IEEE OPEN JOURNAL OF THE COMMUNICATIONS SOCIETY, vol.3, pp.1280-1294, 2022 (ESCI) identifier identifier identifier

  • Publication Type: Article / Article
  • Volume: 3
  • Publication Date: 2022
  • Doi Number: 10.1109/ojcoms.2022.3195434
  • Journal Indexes: Emerging Sources Citation Index (ESCI), Scopus, Compendex, INSPEC, Directory of Open Access Journals
  • Page Numbers: pp.1280-1294
  • Keywords: Synchronization, Radio frequency, Machine learning algorithms, Physical layer, Receivers, Correlation, Channel estimation, Cybertwin, decision mechanisms, learning-driven solutions, machine learning, physical layer, real-world impairments, FREQUENCY OFFSET, PERFORMANCE ANALYSIS, WIRELESS NETWORKS, SECURITY THREATS, TIMING RECOVERY, NEURAL-NETWORKS, 5G NETWORKS, COMMUNICATION, CHANNEL, OFDM
  • Istanbul Technical University Affiliated: Yes


Communications are realized as a result of successive decisions at the physical layer, from modulation selection to multi-antenna strategy, and each decision affects the performance of the communication systems. Future communication systems must include extensive capabilities as they will encompass a wide variety of devices and applications. Conventional physical layer decision mechanisms may not meet these requirements, as they are often based on impractical and oversimplifying assumptions that result in a trade-off between complexity and efficiency. By leveraging past experiences, learning-driven designs are promising solutions to present a resilient decision mechanism and enable rapid response even under exceptional circumstances. The corresponding design solutions should evolve following the lines of learning-driven paradigms that offer more autonomy and robustness.

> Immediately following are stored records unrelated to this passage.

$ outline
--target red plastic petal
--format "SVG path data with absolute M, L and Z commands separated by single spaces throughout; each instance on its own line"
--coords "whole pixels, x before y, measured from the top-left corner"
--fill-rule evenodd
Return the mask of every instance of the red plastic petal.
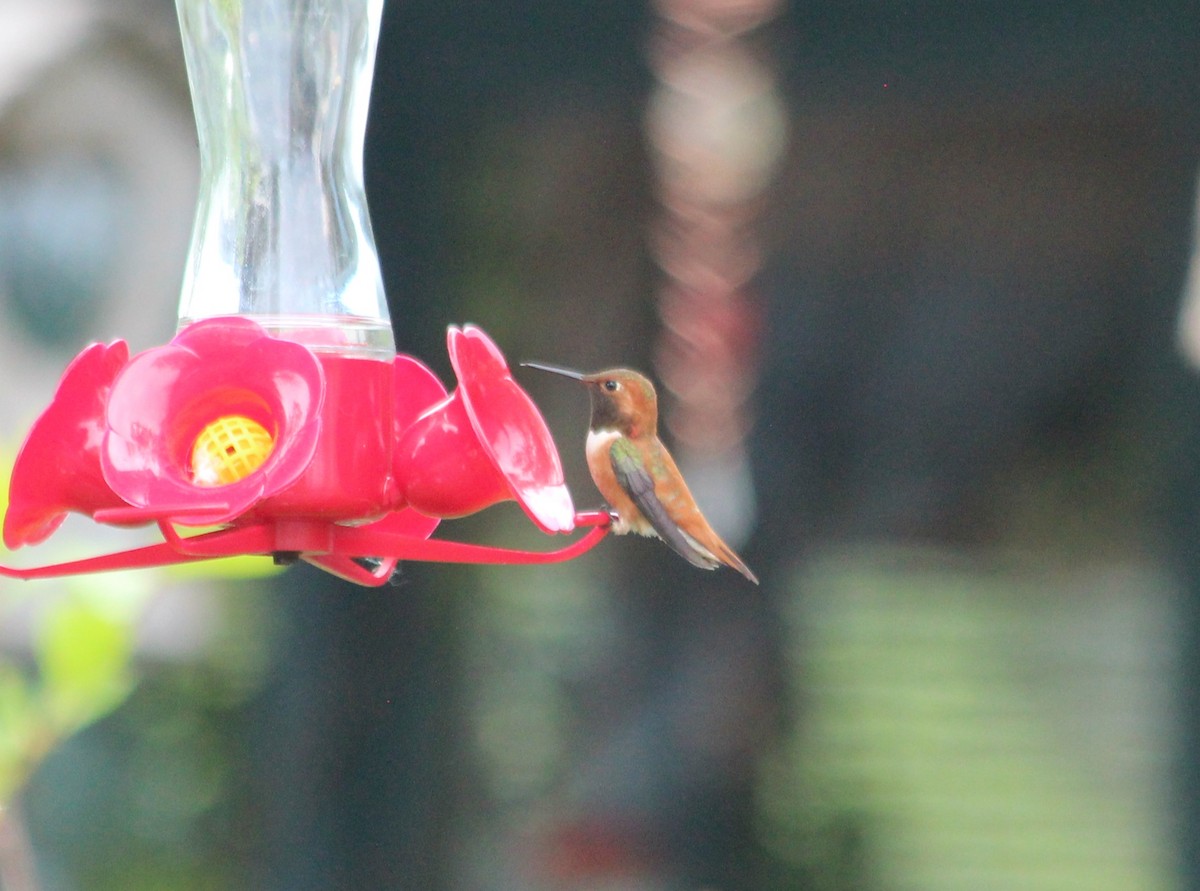
M 108 401 L 104 477 L 130 504 L 155 511 L 187 505 L 178 522 L 224 523 L 294 482 L 317 446 L 324 375 L 305 347 L 269 336 L 240 317 L 197 322 L 170 344 L 135 356 Z M 191 450 L 201 430 L 242 416 L 274 446 L 248 475 L 226 485 L 192 479 Z
M 34 422 L 17 455 L 4 516 L 9 548 L 44 541 L 68 511 L 93 515 L 125 504 L 100 468 L 104 406 L 129 361 L 123 340 L 94 343 L 67 366 L 54 399 Z
M 446 398 L 446 388 L 429 368 L 412 356 L 393 360 L 396 387 L 396 440 L 433 405 Z
M 499 347 L 478 327 L 447 333 L 450 362 L 480 444 L 517 503 L 546 532 L 575 528 L 562 461 L 537 406 L 513 380 Z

This evolution must take place by considering the facts of real-world systems and without restraining assumptions. In this paper, the common assumptions in the physical layer are presented to highlight their discrepancies with practical systems. As a solution, learning algorithms are examined by considering the implementation steps and challenges. Furthermore, these issues are discussed through a real-time case study using software-defined radio nodes to demonstrate the potential performance improvement. A cyber-physical framework is presented to incorporate future remedies.